Get your patient on Isradipine - Isradipine capsule (Isradipine)
Isradipine - Isradipine capsule prescribing information
INDICATIONS AND USAGE
Hypertension
Isradipine capsules are indicated in the management of hypertension. It may be used alone or concurrently with thiazide-type diuretics.
DOSAGE AND ADMINISTRATION
The dosage of isradipine should be individualized. The recommended initial dose of isradipine is 2.5 mg b.i.d. alone or in combination with a thiazide diuretic. An antihypertensive response usually occurs within 2 to 3 hours. Maximal response may require 2 to 4 weeks. If a satisfactory reduction in blood pressure does not occur after this period, the dose may be adjusted in increments of 5 mg/day at 2 to 4 week intervals up to a maximum of 20 mg/day. Most patients, however, show no additional response to doses above 10 mg/day, and adverse effects are increased in frequency above 10 mg/day.

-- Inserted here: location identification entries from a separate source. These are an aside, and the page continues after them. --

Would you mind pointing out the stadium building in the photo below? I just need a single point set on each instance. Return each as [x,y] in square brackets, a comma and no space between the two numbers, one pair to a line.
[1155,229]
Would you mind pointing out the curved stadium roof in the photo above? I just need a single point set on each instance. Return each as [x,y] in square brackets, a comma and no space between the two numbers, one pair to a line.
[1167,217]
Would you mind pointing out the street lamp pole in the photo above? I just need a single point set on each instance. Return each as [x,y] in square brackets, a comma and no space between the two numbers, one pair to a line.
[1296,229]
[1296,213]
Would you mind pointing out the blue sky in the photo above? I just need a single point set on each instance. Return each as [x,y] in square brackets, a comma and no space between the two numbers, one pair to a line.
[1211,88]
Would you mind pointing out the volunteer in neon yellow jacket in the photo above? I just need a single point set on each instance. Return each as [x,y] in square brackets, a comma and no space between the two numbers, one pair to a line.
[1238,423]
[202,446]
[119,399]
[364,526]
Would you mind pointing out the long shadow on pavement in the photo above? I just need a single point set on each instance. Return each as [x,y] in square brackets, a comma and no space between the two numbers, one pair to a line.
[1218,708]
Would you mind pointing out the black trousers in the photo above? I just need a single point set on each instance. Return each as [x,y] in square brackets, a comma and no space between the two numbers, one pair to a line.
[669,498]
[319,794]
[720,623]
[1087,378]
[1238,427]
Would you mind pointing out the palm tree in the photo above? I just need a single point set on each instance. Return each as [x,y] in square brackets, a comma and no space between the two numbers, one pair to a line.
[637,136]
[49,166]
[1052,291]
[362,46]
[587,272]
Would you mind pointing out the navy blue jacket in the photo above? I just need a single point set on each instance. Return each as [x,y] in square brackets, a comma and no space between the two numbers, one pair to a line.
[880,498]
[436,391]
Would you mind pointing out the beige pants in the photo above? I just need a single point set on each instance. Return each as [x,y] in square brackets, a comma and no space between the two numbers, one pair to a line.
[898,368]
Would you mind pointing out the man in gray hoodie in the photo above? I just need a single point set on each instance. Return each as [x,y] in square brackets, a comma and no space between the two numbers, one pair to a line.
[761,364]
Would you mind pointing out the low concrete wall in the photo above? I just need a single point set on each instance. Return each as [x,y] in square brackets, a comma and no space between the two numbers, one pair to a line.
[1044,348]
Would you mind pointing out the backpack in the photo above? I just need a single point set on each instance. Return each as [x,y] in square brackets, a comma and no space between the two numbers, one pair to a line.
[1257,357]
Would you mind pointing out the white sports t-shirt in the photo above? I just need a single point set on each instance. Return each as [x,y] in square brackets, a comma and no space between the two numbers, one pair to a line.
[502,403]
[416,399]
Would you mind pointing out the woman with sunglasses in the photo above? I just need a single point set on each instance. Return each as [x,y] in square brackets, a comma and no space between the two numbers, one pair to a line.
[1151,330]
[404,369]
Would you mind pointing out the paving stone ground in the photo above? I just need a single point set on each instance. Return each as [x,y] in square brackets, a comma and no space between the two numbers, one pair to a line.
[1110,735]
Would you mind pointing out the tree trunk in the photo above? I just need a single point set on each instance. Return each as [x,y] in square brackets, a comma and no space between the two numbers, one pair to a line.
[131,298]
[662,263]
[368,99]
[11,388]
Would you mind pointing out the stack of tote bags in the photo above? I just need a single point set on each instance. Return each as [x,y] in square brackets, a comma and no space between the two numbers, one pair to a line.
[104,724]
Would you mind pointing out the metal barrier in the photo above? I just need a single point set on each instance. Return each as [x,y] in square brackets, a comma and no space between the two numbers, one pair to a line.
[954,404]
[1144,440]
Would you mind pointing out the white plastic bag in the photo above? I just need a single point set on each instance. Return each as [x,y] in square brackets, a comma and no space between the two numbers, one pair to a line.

The bioavailability of isradipine (increased AUC) is increased in elderly patients (above 65 years of age), patients with hepatic functional impairment, and patients with mild renal impairment. Ordinarily, the starting dose should still be 2.5 mg b.i.d. in these patients.
CONTRAINDICATIONS
Isradipine is contraindicated in individuals who have shown hypersensitivity to any of the ingredients in the formulation.
ADVERSE REACTIONS
In multiple dose U.S. studies in hypertension, 1228 patients received isradipine alone or in combination with other agents, principally a thiazide diuretic, 934 of them in controlled comparisons with placebo or active agents. An additional 652 patients (which includes 374 normal volunteers) received isradipine in U.S. studies of conditions other than hypertension, and 1321 patients received isradipine in non-U.S. studies. About 500 patients received isradipine in long-term hypertension studies, 410 of them for at least 6 months. The adverse reaction rates given below are principally based on controlled hypertension studies, but rarer serious events are derived from all exposures to isradipine, including foreign marketing experience.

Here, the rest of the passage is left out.